Once I found out how easy it was to put something through the open source process and have it posted to AWS Samples:

https://github.com/aws-samples

I sanitized all of my customer facing solutions that didn’t have proprietary business logic and submitted them - 8 projects in all.

When the interviewer asked me what project was I most proud of, I discussed my contributions to the “AWS Solution” that I knew the company probably used or had at least heard of and my own related work that was open source that I knew was inline with the strategy they were pursuing.

I’ve been at the company 3 months and I’ve already implemented and modified 5 of my 8 personal open source projects. Two of the other three are based on now deprecated methods and once I dig into AWS Reinvent announcements, there may be better options out there than the AWS Solution.

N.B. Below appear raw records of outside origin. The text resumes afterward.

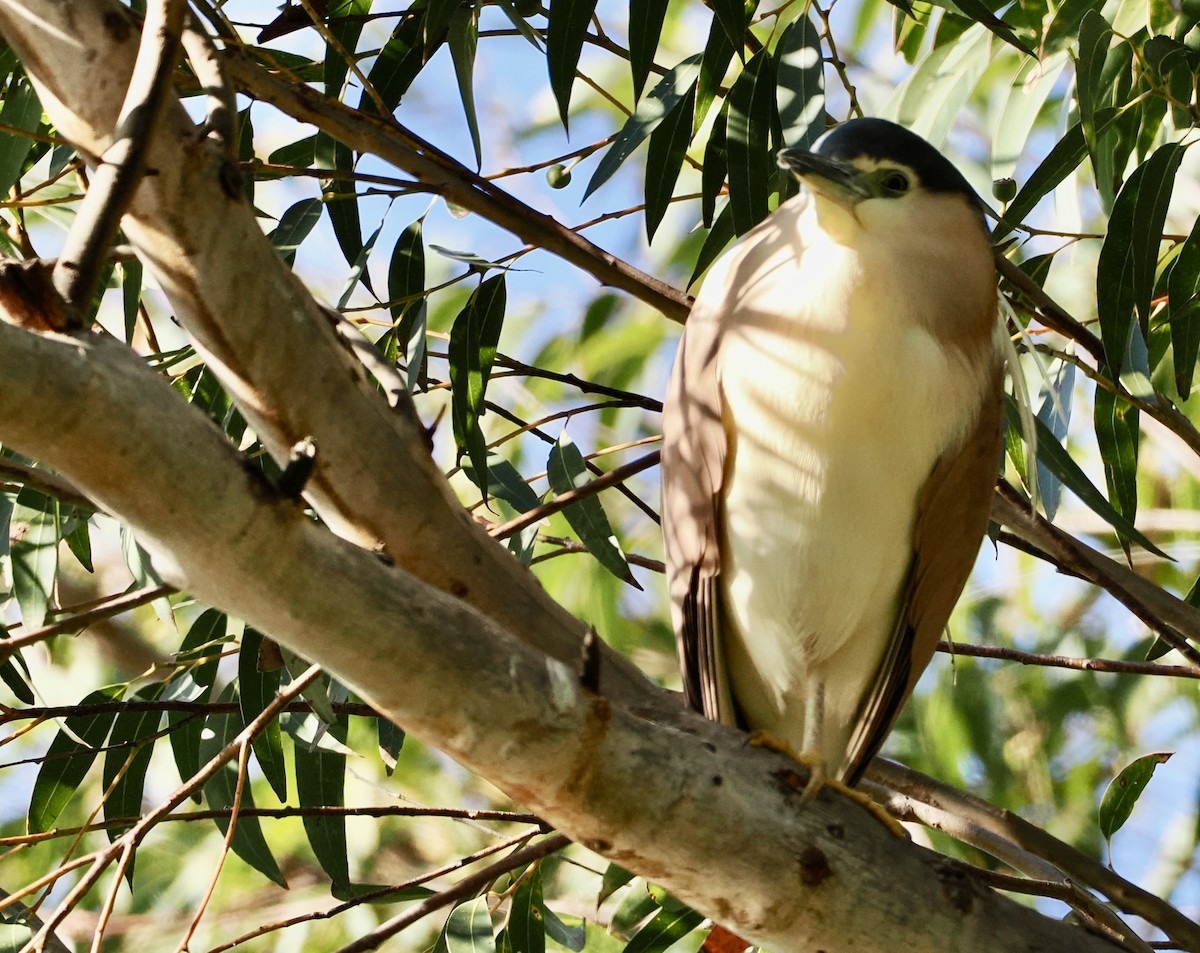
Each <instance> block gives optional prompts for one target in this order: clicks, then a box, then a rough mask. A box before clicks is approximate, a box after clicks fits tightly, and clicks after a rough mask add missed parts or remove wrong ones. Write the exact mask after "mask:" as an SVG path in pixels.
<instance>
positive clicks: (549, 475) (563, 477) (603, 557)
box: [546, 430, 642, 589]
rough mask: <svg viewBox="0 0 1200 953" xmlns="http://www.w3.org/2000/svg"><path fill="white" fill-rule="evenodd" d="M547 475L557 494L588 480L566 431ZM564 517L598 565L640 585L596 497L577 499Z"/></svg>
mask: <svg viewBox="0 0 1200 953" xmlns="http://www.w3.org/2000/svg"><path fill="white" fill-rule="evenodd" d="M546 474H547V478H548V480H550V487H551V490H553V491H554V492H556V493H558V495H562V493H565V492H569V491H570V490H575V489H576V487H578V486H582V485H583V484H586V483H588V480H589V479H590V474H589V473H588V469H587V466H586V464H584V462H583V455H582V454H581V452H580V449H578V448H577V446H576V445H575V443H574V442H572V440H571V438H570V437H568V436H566V431H565V430H564V431H563V433H562V436H559V438H558V442H557V443H556V444H554V446H553V448H552V449H551V451H550V460H548V461H547V462H546ZM563 516H564V517H565V519H566V522H568V523H569V525H570V527H571V529H574V531H575V533H576V535H578V538H580V543H582V544H583V545H584V546H586V547H587V550H588V552H590V553H592V555H593V556H594V557H595V558H596V561H598V562H599V563H600V565H602V567H604V568H605V569H607V570H608V571H610V573H612V574H613V575H614V576H616V577H617V579H619V580H622V581H623V582H628V583H629V585H630V586H634V587H635V588H638V589H640V588H642V587H641V586H640V585H638V583H637V580H636V579H634V574H632V573H630V570H629V563H626V562H625V555H624V553H623V552H622V550H620V544H619V543H617V537H616V535H614V534H613V532H612V525H611V523H610V522H608V517H607V515H606V514H605V511H604V507H602V505H601V503H600V498H599V497H596V496H590V497H584V498H583V499H580V501H576V502H575V503H572V504H571V505H569V507H568V508H566V509H565V510H563Z"/></svg>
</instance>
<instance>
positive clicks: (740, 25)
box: [710, 0, 754, 49]
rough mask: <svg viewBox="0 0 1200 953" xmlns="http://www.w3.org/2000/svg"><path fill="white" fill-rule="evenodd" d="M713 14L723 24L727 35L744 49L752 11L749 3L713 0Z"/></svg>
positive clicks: (733, 44)
mask: <svg viewBox="0 0 1200 953" xmlns="http://www.w3.org/2000/svg"><path fill="white" fill-rule="evenodd" d="M710 6H712V7H713V16H714V17H715V18H716V22H718V23H720V24H721V29H722V30H725V35H726V36H727V37H728V38H730V42H731V43H732V44H733V46H734V48H737V49H742V47H743V44H744V43H745V38H746V28H748V26H749V25H750V13H751V11H752V8H754V7H752V6H751V7H750V10H748V8H746V7H748V4H745V2H744V1H743V0H713V2H712V4H710Z"/></svg>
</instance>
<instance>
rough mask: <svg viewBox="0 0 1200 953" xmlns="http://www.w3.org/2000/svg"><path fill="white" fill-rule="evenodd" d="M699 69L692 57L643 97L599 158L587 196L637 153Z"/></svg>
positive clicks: (685, 90)
mask: <svg viewBox="0 0 1200 953" xmlns="http://www.w3.org/2000/svg"><path fill="white" fill-rule="evenodd" d="M698 70H700V56H698V55H694V56H689V58H688V59H685V60H683V61H680V62H679V64H677V65H676V66H674V67H673V68H672V70H671V71H670V72H668V73H667V74H666V76H665V77H662V79H660V80H659V82H658V83H656V84H655V86H654V89H652V90H650V91H649V92H648V94H647V95H646V96H644V97H643V98H642V101H641V102H640V103H638V104H637V108H636V109H635V110H634V114H632V115H631V116H630V118H629V119H626V120H625V125H624V126H622V128H620V132H618V133H617V138H616V139H613V143H612V145H610V146H608V151H606V152H605V154H604V155H602V156H601V157H600V162H599V163H598V164H596V170H595V172H594V173H593V174H592V179H590V180H589V181H588V186H587V188H584V190H583V198H584V199H587V197H588V196H590V194H592V193H593V192H595V191H596V190H598V188H599V187H600V186H601V185H604V184H605V182H606V181H608V179H610V178H612V174H613V173H614V172H616V170H617V169H619V168H620V164H622V163H623V162H624V161H625V160H626V158H629V157H630V156H631V155H632V154H634V150H635V149H637V146H638V145H641V144H642V140H643V139H646V137H647V136H649V134H650V133H652V132H654V130H655V128H658V126H659V124H660V122H662V120H665V119H666V118H667V115H670V113H671V112H672V110H673V109H674V107H676V106H677V104H678V103H679V101H680V100H683V98H684V96H686V95H688V94H689V92H690V91H691V90H692V86H694V84H695V80H696V74H697V72H698Z"/></svg>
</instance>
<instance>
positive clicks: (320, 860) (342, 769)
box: [294, 715, 350, 883]
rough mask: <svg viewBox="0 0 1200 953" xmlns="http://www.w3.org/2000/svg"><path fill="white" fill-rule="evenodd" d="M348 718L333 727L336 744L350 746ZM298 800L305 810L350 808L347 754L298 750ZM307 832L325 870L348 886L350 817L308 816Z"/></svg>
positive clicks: (341, 719)
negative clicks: (349, 745) (348, 787)
mask: <svg viewBox="0 0 1200 953" xmlns="http://www.w3.org/2000/svg"><path fill="white" fill-rule="evenodd" d="M346 727H347V725H346V715H342V717H341V718H338V719H337V721H335V723H334V724H332V725H330V726H329V733H330V735H331V736H332V737H334V739H335V741H338V742H341V743H342V744H344V743H346V733H347V731H346ZM294 750H295V773H296V775H295V777H296V797H298V798H299V799H300V807H302V808H341V807H344V805H346V755H343V754H340V753H334V751H328V750H323V749H320V748H314V749H308V748H306V747H305V745H304V744H296V745H295V748H294ZM302 821H304V829H305V833H306V834H307V835H308V843H310V844H311V845H312V852H313V853H314V855H316V857H317V861H318V862H319V863H320V867H322V869H323V870H324V871H325V873H326V874H329V877H330V880H332V881H334V883H348V882H349V880H350V870H349V861H348V858H347V845H346V817H344V816H328V815H305V816H304V817H302Z"/></svg>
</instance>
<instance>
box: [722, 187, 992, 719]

All that being said, the last time a side project landed me a job and the last time I did anything “open source” before 2021 was 1995 when I was in college. I submitted a HyperCard based Eliza clone to the info-Mac archive and AOL (this was 1995) and a professor from another college wanted me to integrate it in a HyperCard based Gopher server (kids ask your parents).

I don’t do side projects. Anything I can’t afford from my main job I don’t need or I need to get a job paying more. For me, the same applies to learning new to me technology. If I can’t learn it on my main job, I need to be getting another job.